Here is a minimal Ruby test:
Net::POP3 test
require 'net/pop'
puts "Testing POP3 connection for #{ENV['POP3_USER']} on #{ENV['POP3_HOST']}"
Net::POP3.enable_ssl
pop = Net::POP3.new(ENV['POP3_HOST'], 995)
print " using SSL: ", pop.use_ssl?? "yes":"no", "\n"
begin
pop.auth_only(ENV['POP3_USER'], ENV['POP3_PASS'])

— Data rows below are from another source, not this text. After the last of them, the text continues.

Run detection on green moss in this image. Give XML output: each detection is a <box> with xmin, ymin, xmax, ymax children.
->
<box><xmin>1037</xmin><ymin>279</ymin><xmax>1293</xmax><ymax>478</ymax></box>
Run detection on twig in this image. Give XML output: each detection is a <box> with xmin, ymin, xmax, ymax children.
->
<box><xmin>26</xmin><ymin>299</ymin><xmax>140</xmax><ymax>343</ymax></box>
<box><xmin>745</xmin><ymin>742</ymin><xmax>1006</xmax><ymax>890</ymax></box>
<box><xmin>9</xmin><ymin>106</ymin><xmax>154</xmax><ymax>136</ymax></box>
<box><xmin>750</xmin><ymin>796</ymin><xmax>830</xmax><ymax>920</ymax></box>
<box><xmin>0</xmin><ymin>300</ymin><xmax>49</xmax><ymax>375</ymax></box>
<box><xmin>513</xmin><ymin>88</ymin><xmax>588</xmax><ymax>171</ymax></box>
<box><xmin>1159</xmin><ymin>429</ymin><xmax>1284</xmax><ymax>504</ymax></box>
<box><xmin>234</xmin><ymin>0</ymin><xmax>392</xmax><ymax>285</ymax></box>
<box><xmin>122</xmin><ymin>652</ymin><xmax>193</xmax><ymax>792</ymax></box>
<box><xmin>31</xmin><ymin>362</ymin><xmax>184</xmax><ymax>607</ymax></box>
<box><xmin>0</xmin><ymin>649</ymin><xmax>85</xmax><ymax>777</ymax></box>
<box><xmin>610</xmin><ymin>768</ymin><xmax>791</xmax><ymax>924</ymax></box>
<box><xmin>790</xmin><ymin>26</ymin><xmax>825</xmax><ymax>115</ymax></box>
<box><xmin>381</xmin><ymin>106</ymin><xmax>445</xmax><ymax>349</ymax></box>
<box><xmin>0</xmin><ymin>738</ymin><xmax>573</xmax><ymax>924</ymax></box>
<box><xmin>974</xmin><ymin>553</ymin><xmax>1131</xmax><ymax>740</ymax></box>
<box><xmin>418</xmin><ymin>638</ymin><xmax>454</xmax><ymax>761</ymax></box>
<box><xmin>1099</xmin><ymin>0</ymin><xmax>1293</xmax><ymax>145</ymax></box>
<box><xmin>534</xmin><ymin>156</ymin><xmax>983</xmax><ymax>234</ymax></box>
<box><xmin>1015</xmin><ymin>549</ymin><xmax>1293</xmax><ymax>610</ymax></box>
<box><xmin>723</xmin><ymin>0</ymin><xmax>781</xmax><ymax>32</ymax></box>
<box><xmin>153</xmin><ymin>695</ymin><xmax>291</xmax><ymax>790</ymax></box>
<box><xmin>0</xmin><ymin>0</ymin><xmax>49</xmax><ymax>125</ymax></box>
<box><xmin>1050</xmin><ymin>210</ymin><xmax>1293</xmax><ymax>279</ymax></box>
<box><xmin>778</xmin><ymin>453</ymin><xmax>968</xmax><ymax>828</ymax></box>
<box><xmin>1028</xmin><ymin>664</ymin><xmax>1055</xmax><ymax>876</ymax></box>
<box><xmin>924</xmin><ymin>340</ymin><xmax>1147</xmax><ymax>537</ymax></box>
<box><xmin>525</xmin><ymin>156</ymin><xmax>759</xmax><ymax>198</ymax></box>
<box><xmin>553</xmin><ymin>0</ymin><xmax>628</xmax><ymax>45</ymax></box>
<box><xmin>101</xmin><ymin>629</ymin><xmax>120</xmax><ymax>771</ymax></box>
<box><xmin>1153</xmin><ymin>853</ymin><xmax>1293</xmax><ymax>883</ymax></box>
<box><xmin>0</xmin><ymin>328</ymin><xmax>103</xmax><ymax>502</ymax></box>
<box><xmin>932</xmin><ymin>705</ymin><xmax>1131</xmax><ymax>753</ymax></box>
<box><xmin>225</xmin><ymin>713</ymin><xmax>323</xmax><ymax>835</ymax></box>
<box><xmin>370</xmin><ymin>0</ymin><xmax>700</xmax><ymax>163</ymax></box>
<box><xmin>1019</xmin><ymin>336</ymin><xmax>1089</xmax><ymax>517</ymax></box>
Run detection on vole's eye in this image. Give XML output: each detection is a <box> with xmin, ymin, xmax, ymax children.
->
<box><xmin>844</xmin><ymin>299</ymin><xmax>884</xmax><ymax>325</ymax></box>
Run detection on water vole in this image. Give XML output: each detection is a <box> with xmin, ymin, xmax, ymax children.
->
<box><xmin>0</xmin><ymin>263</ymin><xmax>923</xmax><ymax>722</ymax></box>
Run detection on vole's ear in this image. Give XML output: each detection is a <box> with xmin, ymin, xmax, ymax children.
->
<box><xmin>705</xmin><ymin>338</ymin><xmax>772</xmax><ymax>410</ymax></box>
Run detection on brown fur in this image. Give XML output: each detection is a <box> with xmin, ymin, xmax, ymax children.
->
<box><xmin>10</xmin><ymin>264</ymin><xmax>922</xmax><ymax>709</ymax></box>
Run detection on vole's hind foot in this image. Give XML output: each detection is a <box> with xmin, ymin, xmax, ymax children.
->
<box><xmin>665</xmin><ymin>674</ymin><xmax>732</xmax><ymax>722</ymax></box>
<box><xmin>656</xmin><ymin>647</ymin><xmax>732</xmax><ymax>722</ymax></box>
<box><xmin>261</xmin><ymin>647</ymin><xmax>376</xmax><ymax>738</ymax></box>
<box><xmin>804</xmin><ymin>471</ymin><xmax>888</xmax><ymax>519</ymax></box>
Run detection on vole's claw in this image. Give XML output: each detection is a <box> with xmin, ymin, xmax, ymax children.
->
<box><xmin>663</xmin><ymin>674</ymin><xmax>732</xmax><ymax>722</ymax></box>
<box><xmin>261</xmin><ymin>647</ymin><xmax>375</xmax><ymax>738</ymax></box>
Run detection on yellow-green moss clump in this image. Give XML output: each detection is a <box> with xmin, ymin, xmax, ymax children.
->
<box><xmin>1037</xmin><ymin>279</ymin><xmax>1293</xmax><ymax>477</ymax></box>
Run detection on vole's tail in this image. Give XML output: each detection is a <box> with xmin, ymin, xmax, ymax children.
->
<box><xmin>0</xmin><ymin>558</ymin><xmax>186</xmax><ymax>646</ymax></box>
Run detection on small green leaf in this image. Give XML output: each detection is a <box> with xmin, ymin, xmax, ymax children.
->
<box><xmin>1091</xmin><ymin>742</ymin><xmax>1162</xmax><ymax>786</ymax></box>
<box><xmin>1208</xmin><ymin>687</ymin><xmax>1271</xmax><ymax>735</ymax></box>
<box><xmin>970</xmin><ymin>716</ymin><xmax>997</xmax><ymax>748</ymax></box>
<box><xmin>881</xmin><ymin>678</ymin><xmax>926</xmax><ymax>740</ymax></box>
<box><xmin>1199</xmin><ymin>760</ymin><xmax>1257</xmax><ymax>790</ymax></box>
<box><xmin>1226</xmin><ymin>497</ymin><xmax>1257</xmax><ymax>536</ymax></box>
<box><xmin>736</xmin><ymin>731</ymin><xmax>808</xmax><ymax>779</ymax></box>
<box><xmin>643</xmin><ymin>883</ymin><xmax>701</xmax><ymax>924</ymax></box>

puts "Authentication succeeded!"
rescue Net::POPAuthenticationError => err
puts "Authentication failed."
# p ENV['POP3_USER']
# p ENV['POP3_PASS']
# p pop
exit
end
Note that I also tested setting ssl_params for enable_ssl with:
min_version: OpenSSL::SSL::TLS1_3_VERSIONmax_version: OpenSSL::SSL::TLS1_2_VERSION
with the same results.
Here is an OpenSSL session (identical with both TLS1.2 and 1.3):
openssl s_client -quiet -tls1_3 mail.example:995
depth=2 C = US, O = Internet Security Research Group, CN = ISRG Root X1
verify return:1
depth=1 C = US, O = Let's Encrypt, CN = E5
verify return:1
depth=0 CN = mail.example
verify return:1
+OK Stalwart POP3 at your service.
USER user@mail.example
+OK user@mail.example is a valid mailbox
PASS redacted
+OK Authentication successful
QUIT
40771049E17F0000:error:0A000126:SSL routines:ssl3_read_n:unexpected eof while reading:../ssl/record/rec_layer_s3.c:303:
openssl s_client -quiet -tls1_2 mail.example:995
depth=2 C = US, O = Internet Security Research Group, CN = ISRG Root X1
verify return:1
depth=1 C = US, O = Let's Encrypt, CN = E5
verify return:1
depth=0 CN = mail.example
verify return:1
+OK Stalwart POP3 at your service.
USER user@mail.example
+OK user@mail.example is a valid mailbox
PASS redacted
+OK Authentication successful
QUIT
40771049E17F0000:error:0A000126:SSL routines:ssl3_read_n:unexpected eof while reading:../ssl/record/rec_layer_s3.c:303:
I wonder what makes other implementations not bleed the OpenSSL error.
I think this is a bug with Stalwart-mail and will report them to this topic for review.